Inputting image data;
Setting text data; and
Setting a text synthesis area which is an area for synthesizing the set text data in the input image data;
For the tone and hue of the PCCS color system based on the input image data and the set text composition area, a font color in which the tone is changed is set with the hue unchanged, and a font including at least the font color is set. Steps to set,
In the input image data, composite image data is generated which is image data obtained by combining the set text data using the font including at least the set font color in the set text composition area. Steps,
A program that causes a computer to execute.
An image processing apparatus for inputting image data;
The image processing apparatus sets text data;
The image processing device setting a text synthesis area, which is an area for synthesizing the set text data in the input image data;
The image processing apparatus sets a font color in which a tone is changed while leaving the hue unchanged, for the tone and hue of the PCCS color system based on the input image data and the set text composition area, and at least Setting the font including the font color;
The image processing apparatus combines image data obtained by combining the set text data using a font including at least the set font color in the set text composition area in the input image data. Generating image data; and
An image processing method comprising:
The image processing apparatus according to any one of claims 36 to 42 is provided.
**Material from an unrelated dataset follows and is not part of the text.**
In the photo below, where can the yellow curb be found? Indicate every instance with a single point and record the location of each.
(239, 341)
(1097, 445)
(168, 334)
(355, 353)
An imaging apparatus characterized by that.
An acquisition unit for acquiring image data and text data;
An area determination unit for determining a text arrangement area in which the text data is arranged in the image data;
A color setting unit for setting a predetermined color in the text data;
An image generation unit that generates an image in which the text data of the predetermined color is arranged in the text arrangement area;
The ratio between the hue value of the text arrangement area of the image data and the hue value of the text data is greater than the ratio of the tone value of the text arrangement area of the image data to the tone value of the text data. An image processing apparatus characterized by being close to 1.
The image processing apparatus according to claim 46,
The color setting unit obtains a tone value and a hue value of a PCCS color system from an average color of RGB in the text arrangement area, and the tone value of the PCCS color system without changing the hue of the PCCS color system An image processing apparatus characterized in that only the change is made.
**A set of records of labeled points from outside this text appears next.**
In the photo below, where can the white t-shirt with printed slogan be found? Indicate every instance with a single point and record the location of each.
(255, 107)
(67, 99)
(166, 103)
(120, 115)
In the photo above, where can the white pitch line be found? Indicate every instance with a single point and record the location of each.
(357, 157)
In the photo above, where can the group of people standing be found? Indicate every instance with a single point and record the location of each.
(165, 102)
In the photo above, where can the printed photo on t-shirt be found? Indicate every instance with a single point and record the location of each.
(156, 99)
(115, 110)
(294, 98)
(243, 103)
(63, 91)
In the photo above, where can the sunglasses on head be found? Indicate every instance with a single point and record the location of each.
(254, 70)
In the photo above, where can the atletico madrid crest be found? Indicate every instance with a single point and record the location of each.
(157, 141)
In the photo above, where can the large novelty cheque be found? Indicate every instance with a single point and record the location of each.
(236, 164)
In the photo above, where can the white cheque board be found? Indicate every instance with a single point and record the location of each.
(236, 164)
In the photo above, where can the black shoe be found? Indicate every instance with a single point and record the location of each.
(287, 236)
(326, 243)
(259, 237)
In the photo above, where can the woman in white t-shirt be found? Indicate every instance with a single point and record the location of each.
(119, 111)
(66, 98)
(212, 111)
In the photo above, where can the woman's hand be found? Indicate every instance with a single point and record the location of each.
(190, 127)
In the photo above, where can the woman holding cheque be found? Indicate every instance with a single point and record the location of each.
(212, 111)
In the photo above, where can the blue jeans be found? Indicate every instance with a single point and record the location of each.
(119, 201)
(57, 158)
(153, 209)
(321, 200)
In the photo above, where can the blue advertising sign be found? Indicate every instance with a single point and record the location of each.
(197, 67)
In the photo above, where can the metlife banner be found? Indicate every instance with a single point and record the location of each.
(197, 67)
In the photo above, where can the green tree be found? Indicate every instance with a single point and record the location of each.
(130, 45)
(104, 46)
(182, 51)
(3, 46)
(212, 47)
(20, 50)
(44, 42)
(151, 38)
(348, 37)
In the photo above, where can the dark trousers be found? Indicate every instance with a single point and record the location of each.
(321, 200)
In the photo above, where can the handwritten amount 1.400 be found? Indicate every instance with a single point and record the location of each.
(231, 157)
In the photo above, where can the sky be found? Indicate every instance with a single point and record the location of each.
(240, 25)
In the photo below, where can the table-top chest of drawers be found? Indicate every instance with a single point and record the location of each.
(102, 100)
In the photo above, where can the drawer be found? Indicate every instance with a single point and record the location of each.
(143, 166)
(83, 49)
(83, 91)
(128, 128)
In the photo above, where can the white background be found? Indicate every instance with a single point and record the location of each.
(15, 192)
A determination unit that determines an arrangement area in which characters in image data are arranged;
A color setting section for setting a predetermined color for the character;
An image generation unit that generates an image in which the characters are arranged in the arrangement region,
The color setting unit sets the predetermined color so that a ratio between a hue value of the arrangement area and a hue value of the character is closer to 1 than a ratio of a tone value of the arrangement area and the tone value of the character. An image processing apparatus characterized by setting.